Last night, I broke down and watched "Li'l Abner" on TCM. Based on one of my favorite comic strips as a yout', the musical had promise.

Al Capp was the comic-strip version of Rush Limbaugh in his day, except that everyone loved his work. Conservative in outlook and politics, Capp skewered the silly sensibilities of the nation from the Depression era on, Conservative and liberal alike. His work in the Sixties was priceless (The hippie activist group S.W.I.N.E.: "Students Wildly Indignant about Nearly Everything" was a study in gimlet-eyed punditry), and he did not fear the sacred comic-page cows of his day; Capp did a strip-in-a-strip featuring Li'l Abner's favorite crime-fighter Fearless Fosdick, a swipe at the bizarre characters in the "Dick Tracy" strip.

I will not comment on the pulchritude of the Dogpatch beauties like Daisy May, Moonbeam McSwine, and Stupefyin' Jones.
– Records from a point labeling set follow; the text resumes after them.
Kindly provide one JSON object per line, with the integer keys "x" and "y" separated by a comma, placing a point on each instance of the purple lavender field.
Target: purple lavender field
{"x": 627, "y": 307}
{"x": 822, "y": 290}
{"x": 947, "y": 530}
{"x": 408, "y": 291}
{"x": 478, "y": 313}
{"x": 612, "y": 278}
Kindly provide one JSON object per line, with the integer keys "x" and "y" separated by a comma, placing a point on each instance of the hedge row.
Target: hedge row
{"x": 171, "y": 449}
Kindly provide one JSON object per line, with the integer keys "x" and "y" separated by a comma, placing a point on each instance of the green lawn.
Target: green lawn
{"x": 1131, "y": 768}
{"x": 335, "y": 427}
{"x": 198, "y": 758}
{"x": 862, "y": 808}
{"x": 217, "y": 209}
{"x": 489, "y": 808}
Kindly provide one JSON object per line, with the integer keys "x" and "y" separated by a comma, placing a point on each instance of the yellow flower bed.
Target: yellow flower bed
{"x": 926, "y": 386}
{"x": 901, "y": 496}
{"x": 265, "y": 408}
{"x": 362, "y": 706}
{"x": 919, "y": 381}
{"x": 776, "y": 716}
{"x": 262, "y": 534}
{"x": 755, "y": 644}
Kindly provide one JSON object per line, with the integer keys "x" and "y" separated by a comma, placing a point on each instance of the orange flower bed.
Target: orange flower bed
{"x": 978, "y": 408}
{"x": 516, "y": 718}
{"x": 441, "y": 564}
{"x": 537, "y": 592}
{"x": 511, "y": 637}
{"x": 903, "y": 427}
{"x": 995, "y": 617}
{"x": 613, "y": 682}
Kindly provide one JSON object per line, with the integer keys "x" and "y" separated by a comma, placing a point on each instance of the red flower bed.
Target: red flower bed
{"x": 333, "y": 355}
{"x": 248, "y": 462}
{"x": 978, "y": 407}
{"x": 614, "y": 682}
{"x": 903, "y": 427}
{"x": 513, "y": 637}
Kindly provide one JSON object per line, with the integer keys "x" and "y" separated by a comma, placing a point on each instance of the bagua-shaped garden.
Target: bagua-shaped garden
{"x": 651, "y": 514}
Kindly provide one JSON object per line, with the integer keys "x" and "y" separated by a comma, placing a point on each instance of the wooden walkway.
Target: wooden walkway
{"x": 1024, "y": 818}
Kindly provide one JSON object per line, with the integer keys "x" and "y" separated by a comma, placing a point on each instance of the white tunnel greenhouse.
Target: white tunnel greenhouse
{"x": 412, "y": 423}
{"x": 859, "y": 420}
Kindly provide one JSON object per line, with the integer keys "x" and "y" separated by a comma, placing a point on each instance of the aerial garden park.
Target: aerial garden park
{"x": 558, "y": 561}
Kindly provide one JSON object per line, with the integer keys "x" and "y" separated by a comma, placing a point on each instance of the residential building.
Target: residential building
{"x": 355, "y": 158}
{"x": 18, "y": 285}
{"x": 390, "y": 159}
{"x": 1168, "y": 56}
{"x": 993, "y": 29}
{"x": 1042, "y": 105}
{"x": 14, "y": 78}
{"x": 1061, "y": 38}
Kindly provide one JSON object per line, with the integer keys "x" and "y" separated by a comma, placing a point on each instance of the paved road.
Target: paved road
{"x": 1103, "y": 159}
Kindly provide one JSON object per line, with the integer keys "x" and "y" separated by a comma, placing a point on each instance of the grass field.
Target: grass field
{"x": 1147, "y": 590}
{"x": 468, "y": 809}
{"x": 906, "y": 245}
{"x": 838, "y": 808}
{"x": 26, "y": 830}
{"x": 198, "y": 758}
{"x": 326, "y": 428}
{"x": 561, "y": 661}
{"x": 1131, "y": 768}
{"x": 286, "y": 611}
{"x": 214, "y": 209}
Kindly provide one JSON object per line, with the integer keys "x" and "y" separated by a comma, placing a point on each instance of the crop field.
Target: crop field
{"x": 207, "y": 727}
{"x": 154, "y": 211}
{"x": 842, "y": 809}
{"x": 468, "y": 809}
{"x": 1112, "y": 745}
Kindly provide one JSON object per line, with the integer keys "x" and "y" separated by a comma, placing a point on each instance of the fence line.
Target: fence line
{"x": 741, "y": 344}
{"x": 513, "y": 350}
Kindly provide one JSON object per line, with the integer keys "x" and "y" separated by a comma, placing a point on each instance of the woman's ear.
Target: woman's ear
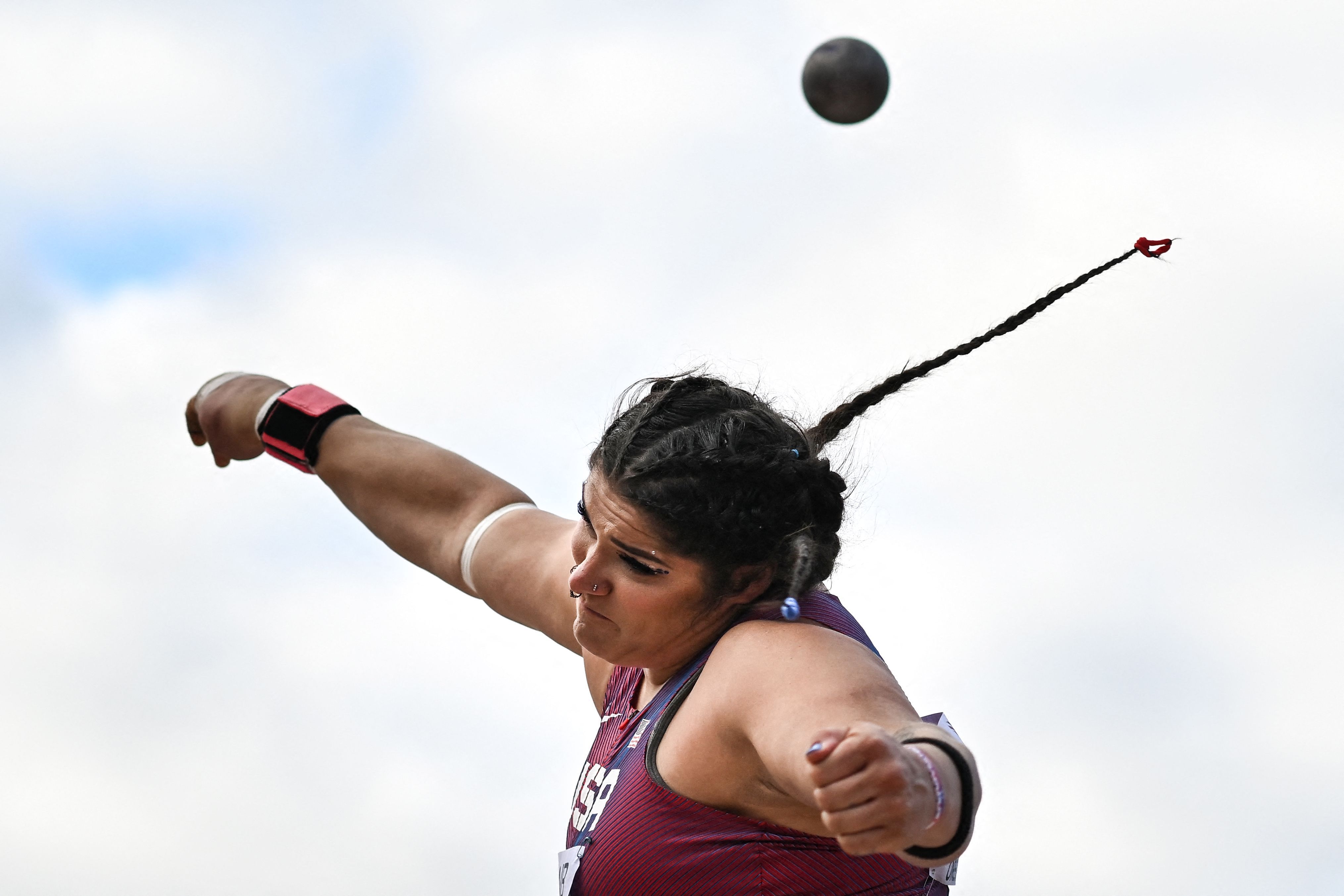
{"x": 749, "y": 582}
The movie was based on the eponymous Broadway play, and a merry romp it is. Stubby Kaye plays "Marryin' Sam" who rides into town on a mule to make ready for the Sadie Hawkins Day festivities, wherein the eligible gals of marrying age and temperament chase the eligible bachelors who may not have the temperament, but who do have a head start, and get to marry the guy they catch. Just one catch: The estimable Senator Jack S. Phogbound ("There's no Jack S. like OUR Jack S.!") has helped the Army determine that Dogpatch, the hillbilly home of our heroes, is the most useless spot in the US of A, and thus the perfect place for AY-tomic bomb tests. (Fallout from Nevada desert testing was dirtying the craps tables in Vegas and hurting the industry.) The search for something, anything , that would give Dogpatch any value whatever ensues. For them wot likes musicals this is a fun movie, but it has the feel of a quick-and-dirty production.
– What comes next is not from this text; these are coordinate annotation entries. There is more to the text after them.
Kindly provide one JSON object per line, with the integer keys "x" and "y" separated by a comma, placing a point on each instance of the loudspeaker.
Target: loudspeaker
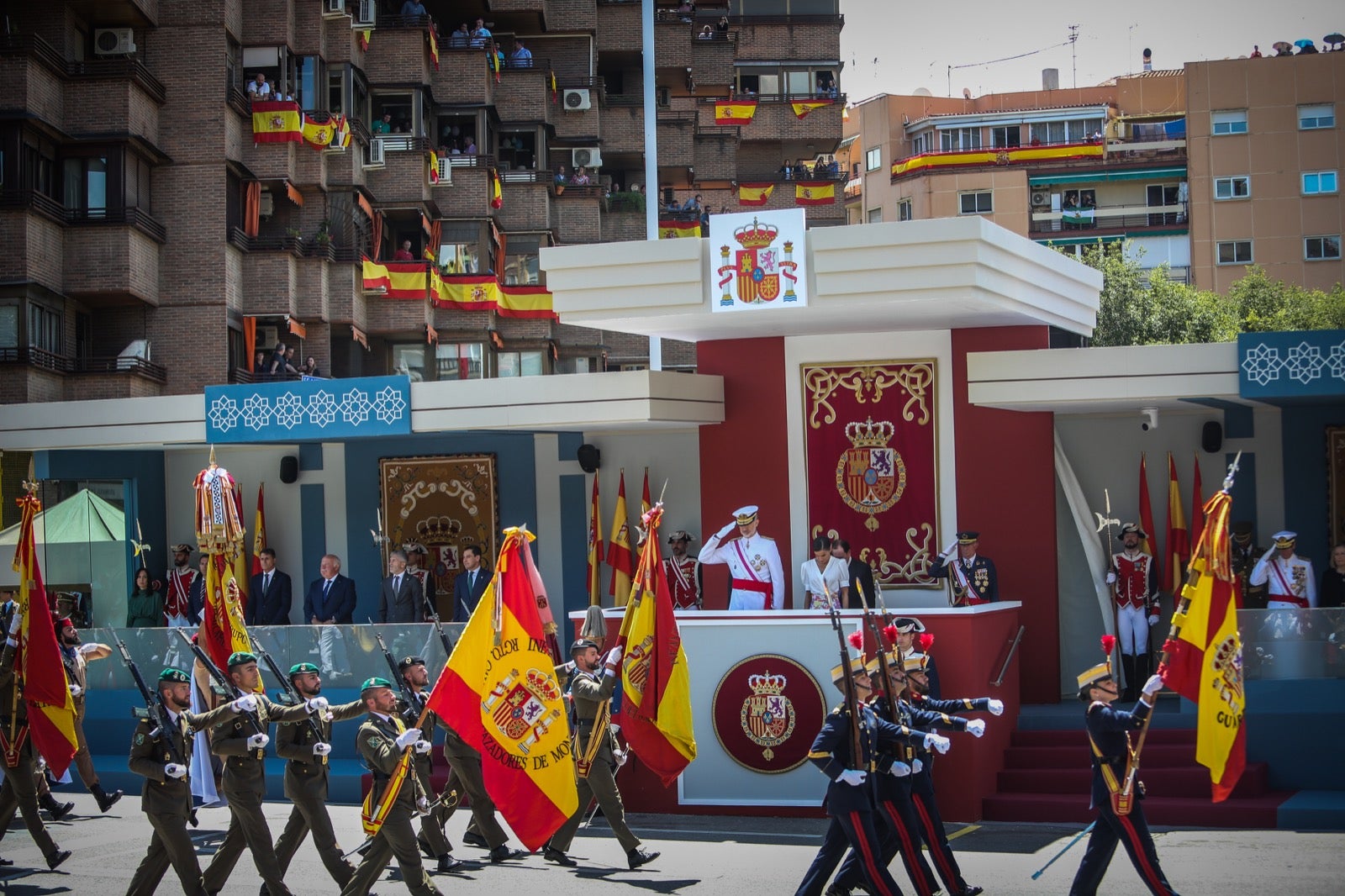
{"x": 589, "y": 458}
{"x": 1212, "y": 436}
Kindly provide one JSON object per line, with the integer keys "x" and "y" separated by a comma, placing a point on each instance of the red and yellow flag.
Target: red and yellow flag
{"x": 1179, "y": 546}
{"x": 619, "y": 556}
{"x": 1205, "y": 656}
{"x": 38, "y": 669}
{"x": 804, "y": 108}
{"x": 656, "y": 685}
{"x": 735, "y": 112}
{"x": 815, "y": 194}
{"x": 755, "y": 194}
{"x": 499, "y": 692}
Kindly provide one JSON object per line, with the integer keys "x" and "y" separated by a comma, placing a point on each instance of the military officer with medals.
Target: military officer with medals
{"x": 683, "y": 572}
{"x": 596, "y": 757}
{"x": 973, "y": 577}
{"x": 166, "y": 797}
{"x": 242, "y": 744}
{"x": 381, "y": 741}
{"x": 1134, "y": 586}
{"x": 752, "y": 559}
{"x": 306, "y": 744}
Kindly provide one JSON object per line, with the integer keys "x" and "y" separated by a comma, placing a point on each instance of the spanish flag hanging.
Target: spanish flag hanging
{"x": 814, "y": 194}
{"x": 755, "y": 194}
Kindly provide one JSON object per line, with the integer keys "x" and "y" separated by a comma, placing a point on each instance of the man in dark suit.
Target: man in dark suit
{"x": 271, "y": 593}
{"x": 470, "y": 584}
{"x": 401, "y": 599}
{"x": 330, "y": 603}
Occasionally, you will see a filming error in a movie: a script left on a nightstand, a microphone dipping into the scene, like that. "Li'l Abner" has raised this to an Olympic height. The canvas backdrop with Dogpatchy graphic blandishments painted thereon droops at the top, affording many views of the soundstage ceiling, Kleig lights, and other filmic hardware.

Many, many views. Almost every long shot of Dogpatch real estate affords a "Making Of" glimpse.
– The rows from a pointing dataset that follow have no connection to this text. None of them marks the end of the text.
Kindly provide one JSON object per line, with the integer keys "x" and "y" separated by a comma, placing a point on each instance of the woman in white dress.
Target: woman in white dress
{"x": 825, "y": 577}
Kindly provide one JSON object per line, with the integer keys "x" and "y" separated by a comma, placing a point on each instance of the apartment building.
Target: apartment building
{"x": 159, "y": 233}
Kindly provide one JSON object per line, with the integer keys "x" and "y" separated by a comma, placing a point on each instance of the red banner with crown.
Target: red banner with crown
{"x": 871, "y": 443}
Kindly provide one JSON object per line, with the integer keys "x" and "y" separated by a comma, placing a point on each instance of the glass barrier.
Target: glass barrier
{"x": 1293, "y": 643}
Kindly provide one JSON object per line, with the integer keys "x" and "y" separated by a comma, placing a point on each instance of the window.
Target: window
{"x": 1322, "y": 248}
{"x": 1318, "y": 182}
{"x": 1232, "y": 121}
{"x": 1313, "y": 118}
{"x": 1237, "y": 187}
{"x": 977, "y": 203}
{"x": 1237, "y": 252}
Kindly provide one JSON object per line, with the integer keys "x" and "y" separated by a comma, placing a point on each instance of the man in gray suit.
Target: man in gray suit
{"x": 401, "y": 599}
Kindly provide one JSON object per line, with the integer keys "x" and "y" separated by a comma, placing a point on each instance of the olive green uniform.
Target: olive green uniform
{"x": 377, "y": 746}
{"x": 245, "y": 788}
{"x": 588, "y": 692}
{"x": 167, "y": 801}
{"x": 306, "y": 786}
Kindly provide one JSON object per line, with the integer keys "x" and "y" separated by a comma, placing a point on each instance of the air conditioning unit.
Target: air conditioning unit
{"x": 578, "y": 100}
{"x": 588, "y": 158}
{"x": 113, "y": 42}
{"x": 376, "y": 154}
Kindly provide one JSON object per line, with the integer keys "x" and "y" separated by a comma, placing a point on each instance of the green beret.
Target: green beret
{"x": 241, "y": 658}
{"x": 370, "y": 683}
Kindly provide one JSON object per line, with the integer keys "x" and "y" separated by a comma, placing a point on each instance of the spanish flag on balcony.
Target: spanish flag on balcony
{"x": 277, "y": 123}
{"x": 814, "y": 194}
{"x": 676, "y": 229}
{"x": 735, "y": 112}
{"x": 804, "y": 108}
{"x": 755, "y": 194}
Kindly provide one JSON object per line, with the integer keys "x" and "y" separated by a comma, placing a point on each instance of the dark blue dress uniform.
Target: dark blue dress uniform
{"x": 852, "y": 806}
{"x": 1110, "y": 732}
The first scene in General Bullmoose's office is rife with boom mike dippage. Even Appassionata Von Climax's (Stella Stevens) breathing cannot distract, but surprisingly, rather than detracting from the movie, it spurred me to creativity: The Li'l Abner drinking game. Every time you see summat that you're not supposed to, you take a drink of your preferred potent potable. If you are conscious by the end of the movie, YOU WIN!

Loen was spurred by the egregious hill use of "has", as in "I has a pinin' fer Daisy Mae." or "I has been whammied by Evil Eye Fleegle." Every time "has" is used thusly, you take a drink. I discourage this, as most stalwarts would die of alcohol poisoning midway through the third act. Cleanup is such a hassle.